Intravascular ultrasound assessment of optimal stent area to prevent in‐stent restenosis after zotarolimus‐, everolimus‐, and sirolimus‐eluting stent implantation

Abstract
Objectives and background The impact of underexpansion and minimal stent area (MSA) criteria in the second generation drug-eluting stents (DES) has not been addressed yet. Methods Using intravascular ultrasound (IVUS), we assessed the optimal cut-off values of post-stenting MSA to prevent in-stent restenosis (ISR). Poststenting IVUS data and 9-month follow-up angiography were available in 912 patients with 990 lesions: 541 sirolimus-eluting stents (SES), 220 zotarolimus-eluting stents (ZES) and 229 everolimus-eluting stents (EES). Results For the prediction of angiographic ISR, the MSA of each DES was measured.
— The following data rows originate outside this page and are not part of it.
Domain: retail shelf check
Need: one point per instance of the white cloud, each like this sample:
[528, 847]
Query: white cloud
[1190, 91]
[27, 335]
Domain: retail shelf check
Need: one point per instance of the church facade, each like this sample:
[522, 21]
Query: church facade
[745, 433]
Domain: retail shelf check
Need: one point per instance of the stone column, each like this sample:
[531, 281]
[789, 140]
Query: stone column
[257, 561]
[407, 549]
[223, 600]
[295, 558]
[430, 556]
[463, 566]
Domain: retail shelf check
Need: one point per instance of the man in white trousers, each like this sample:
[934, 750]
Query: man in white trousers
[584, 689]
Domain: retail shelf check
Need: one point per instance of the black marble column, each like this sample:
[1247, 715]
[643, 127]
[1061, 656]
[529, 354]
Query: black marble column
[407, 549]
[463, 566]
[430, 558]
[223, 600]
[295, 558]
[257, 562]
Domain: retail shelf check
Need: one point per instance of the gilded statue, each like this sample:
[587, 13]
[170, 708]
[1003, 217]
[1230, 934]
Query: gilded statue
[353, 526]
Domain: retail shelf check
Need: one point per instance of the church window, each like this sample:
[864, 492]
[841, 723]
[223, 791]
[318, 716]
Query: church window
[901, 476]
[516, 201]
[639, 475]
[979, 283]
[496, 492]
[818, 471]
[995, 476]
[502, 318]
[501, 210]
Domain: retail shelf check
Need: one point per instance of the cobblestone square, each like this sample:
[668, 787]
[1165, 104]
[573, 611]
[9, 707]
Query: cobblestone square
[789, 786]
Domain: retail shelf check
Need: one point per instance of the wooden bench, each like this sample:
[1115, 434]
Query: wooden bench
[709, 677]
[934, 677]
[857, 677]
The poststenting MSA was 6.4 ± 1.8 mm2 in SES, 6.2 ± 2.1 mm2 in ZES and 6.2 ± 2.1 mm2 in EES. At the 9-months follow-up, the incidence of angiographic ISR was similar between SES (3.3%) vs. ZES (4.5%) vs. EES. (4.4%), (P = 0.53). Multivariable logistic regression analysis identified the post-stenting MSA as the only independent predictor of angiographic ISR in ZES (Odds ratio 0.722, 95% confidence interval 0.581–0.897, P = 0.001) and in EES (Odds ratio 0.595, 95% confidence interval 0.392–0.904, P = 0.015). The best MSA cut-off value was 5.5 mm2 for the prediction of SES restenosis (sensitivity 72.2% and specificity 66.3%). For ZES, the optimal MSA predicting ISR was 5.3 mm2 (sensitivity 56.7% and specificity 61.8%). For EES, the MSA 2 predicted ISR (sensitivity 60.0% and specificity 60.0%). Conclusions As a preventable mechanism of ISR, smaller stent area predicted angiographic restenosis of the second generation DES as well as the first generation. The optimal cut-off values of post-stenting MSA for preventing restenosis were similar between ZES vs. EES vs. SES.